She had an extensive past surgical history, including four c-sections, hysterectomy, cholecystectomy, right bunionectomy, left-hand ganglion cyst removal, and two left myringomethomies with tympanostomy tubes. In terms of social history, she was a non-smoker, consumed wine once or twice a month, and denied substance abuse. She lived independently in her own home and consumed a well-balanced diet.
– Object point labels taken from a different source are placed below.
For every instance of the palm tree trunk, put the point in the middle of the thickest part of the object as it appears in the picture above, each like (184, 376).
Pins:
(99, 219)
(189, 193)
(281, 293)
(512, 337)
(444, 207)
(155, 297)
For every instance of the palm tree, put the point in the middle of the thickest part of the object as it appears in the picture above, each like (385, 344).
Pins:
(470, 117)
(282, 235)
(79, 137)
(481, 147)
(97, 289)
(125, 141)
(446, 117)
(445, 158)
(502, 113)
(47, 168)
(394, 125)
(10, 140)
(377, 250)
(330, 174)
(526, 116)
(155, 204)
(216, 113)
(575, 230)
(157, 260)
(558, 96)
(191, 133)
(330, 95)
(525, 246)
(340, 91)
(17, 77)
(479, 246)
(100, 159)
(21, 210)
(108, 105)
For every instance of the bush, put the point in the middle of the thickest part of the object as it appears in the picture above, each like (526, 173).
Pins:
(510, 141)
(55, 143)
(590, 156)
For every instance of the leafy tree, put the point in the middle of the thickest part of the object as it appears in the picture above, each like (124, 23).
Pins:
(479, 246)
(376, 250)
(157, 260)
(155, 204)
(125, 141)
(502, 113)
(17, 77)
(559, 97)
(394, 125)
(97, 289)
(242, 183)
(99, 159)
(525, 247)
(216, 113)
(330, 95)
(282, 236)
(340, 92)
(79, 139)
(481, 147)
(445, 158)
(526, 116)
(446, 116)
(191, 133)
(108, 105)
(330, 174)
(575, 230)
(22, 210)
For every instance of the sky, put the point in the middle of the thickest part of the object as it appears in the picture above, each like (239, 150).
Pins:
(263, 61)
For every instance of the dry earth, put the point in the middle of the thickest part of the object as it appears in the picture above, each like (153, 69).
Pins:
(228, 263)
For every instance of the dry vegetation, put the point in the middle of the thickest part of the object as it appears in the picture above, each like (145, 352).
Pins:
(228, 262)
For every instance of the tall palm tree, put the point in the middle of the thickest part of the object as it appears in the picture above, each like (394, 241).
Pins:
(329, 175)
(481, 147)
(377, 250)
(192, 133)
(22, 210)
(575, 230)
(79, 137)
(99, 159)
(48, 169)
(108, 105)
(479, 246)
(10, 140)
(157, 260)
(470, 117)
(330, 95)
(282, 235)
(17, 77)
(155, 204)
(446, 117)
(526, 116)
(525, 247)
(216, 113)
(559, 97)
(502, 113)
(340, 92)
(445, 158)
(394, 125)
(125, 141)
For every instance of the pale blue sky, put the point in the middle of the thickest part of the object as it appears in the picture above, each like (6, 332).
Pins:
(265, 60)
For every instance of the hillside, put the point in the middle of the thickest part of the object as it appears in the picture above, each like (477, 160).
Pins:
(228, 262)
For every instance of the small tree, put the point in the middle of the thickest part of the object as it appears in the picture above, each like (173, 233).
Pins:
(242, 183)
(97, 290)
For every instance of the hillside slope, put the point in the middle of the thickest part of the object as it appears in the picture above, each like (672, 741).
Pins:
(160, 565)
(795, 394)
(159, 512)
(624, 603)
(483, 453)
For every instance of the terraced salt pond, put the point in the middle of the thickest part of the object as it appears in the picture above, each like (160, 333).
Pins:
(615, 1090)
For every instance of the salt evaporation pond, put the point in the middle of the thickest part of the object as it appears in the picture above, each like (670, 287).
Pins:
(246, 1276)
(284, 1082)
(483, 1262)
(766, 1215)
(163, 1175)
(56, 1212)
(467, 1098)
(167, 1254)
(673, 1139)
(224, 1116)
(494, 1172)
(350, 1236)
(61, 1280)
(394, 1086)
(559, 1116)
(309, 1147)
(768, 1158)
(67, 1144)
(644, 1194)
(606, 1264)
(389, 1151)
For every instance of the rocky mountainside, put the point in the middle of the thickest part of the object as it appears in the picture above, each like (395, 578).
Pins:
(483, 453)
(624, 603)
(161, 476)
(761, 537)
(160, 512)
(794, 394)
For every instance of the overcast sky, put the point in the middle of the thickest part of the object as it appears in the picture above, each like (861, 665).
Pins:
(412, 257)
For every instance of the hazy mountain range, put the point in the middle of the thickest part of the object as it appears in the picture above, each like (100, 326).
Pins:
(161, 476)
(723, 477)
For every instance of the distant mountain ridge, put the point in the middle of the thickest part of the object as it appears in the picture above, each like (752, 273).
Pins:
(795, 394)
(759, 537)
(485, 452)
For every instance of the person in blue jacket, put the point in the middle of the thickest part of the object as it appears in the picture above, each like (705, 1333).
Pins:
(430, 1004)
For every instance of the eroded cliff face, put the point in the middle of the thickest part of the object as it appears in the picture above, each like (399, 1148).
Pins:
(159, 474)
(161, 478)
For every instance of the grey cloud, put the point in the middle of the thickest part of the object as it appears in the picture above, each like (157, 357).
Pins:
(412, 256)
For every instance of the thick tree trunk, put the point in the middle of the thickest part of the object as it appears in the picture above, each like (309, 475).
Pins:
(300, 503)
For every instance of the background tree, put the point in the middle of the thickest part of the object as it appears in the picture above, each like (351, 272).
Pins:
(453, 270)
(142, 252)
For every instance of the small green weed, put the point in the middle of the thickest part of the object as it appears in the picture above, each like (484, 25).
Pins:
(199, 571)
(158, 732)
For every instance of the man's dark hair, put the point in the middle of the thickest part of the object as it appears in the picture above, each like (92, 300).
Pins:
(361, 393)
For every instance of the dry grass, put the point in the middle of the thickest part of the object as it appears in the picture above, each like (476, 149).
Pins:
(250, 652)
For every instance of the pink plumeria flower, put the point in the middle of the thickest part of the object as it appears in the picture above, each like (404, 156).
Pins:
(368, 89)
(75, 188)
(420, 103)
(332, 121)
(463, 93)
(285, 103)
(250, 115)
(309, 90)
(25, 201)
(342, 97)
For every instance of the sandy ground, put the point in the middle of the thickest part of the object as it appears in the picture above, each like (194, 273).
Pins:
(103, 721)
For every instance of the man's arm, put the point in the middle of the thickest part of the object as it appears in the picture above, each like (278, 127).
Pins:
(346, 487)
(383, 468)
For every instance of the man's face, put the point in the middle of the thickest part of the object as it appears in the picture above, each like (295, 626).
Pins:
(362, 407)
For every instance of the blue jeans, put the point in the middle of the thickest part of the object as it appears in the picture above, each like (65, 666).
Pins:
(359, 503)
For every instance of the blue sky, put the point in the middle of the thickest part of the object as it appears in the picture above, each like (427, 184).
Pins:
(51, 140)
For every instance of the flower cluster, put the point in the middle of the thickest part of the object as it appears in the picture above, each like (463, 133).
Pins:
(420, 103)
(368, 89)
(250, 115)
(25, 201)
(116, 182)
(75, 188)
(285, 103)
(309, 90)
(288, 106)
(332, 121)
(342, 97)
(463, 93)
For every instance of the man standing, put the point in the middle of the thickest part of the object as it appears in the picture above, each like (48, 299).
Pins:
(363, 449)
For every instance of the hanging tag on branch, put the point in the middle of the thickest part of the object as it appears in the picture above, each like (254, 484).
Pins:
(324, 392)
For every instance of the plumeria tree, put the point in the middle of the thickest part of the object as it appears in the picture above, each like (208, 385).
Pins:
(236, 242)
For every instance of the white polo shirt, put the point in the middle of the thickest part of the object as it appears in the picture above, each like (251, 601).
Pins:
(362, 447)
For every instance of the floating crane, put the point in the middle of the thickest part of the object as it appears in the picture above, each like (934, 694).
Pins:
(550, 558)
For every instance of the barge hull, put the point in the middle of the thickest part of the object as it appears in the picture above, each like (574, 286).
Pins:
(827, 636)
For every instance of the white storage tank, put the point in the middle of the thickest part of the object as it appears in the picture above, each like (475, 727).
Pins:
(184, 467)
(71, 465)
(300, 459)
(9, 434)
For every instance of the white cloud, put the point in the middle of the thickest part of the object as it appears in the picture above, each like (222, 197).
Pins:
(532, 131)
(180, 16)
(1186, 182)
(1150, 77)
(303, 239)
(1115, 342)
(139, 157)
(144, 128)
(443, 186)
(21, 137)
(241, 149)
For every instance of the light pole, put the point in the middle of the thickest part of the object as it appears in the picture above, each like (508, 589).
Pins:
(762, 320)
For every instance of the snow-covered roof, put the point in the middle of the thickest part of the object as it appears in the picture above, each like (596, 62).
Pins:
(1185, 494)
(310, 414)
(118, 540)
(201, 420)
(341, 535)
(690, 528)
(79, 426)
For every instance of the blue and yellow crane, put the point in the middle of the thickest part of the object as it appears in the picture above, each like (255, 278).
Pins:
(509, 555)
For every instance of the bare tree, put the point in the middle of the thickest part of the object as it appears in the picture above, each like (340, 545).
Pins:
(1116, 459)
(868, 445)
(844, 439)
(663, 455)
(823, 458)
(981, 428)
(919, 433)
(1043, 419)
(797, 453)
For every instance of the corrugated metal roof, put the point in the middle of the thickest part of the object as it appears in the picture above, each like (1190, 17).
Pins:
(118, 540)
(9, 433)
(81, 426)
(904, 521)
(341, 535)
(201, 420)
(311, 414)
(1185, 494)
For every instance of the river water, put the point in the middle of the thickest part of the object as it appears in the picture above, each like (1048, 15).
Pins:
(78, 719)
Upon questioning her family history, it was revealed that her father had an acute myocardial infarction, and her mother had lung cancer. In addition, her brother had a history of a stroke, and her sister had type II diabetes mellitus.
A CT of the abdomen and pelvis without contrast confirmed the presence of an HSK (Figure 1) and bilateral hydronephrosis, more prominent on the left (Figure 2). Ultrasound of the kidneys revealed bilateral hydronephrosis with a left predominance (Figure 3). A nuclear medicine renal flow scan with furosemide was ordered to visualize the function of the whole HSK. The scan showed bilateral excretion with asymmetric renal split in function, 60% on the right and 40% on the left (Figure 4). A voiding urethrocystography showed no bladder abnormalities and no evidence of vesicoureteral reflux (VUR) as shown in Figure 5.
CT abdomen/pelvis without contrast in axial (left) and coronal (right) views showed an HSK (white arrows).HSK: Horseshoe kidney
CT abdomen/pelvis without contrast in axial view shows bilateral hydronephrosis more prominent on the left (white star) compared to the right (white arrow).
Complete renal ultrasound showed bilateral hydronephrosis, prominently worse on the left.
Nuclear medicine renal scan with flow shows intact fluid passage from kidney to bladder bilaterally.
X-ray voiding urethrocystography (VCUG) revealed no reflux into the ureters.
A cause for the hydronephrosis could not be found. Therefore, through shared decision-making, the urologist recommended conservative medical management with as-needed analgesics to ease pain, and the patient opted for no surgical interventions. The patient was discharged on oral analgesics with instructions to follow up closely with a urology outpatient for ureteral stenting if the pain persists.
Discussion
Most patients with an HSK are asymptomatic and diagnosed incidentally through imaging. Symptomatic patients usually present in childhood with abdominal pain, with or without hematuria, secondary to a urinary obstruction or infection [1]. Early detection requires a high level of suspicion and serves to forestall potential complications. Only in rare cases do patients develop symptoms later in life as their first occurrence of a complication. The most common symptom is pain related to obstruction. The most common site of obstruction is distal, and it is because of congenital ureteropelvic junction obstruction (UPJO). A probable cause for UPJO is the elevated positioning of the ureters as they enter the renal pelvis and the repositioning of the fused isthmus [4]. This orientation puts patients with an HSK at increased risk for obstruction and infections.
This orientation and change in anatomy can lead to atypical presentations of common diseases. Pyelonephritis typically presents with flank pain and/or costovertebral angle tenderness on physical examination. Yokose et al. presented a case of an 83-year-old patient with abdominal pain who was sent home from the ED after a workup was negative. This led to a delayed diagnosis when a positive blood culture returned and a CT showed an HSK with right hydronephrosis and fat stranding [5]. This change in anatomy also puts patients at risk of trauma since the HSK sits lower in the abdomen and is not protected by the ribs. In addition, there is an increased risk of fracture in the lumbar vertebrae where the isthmus crosses the midline [3].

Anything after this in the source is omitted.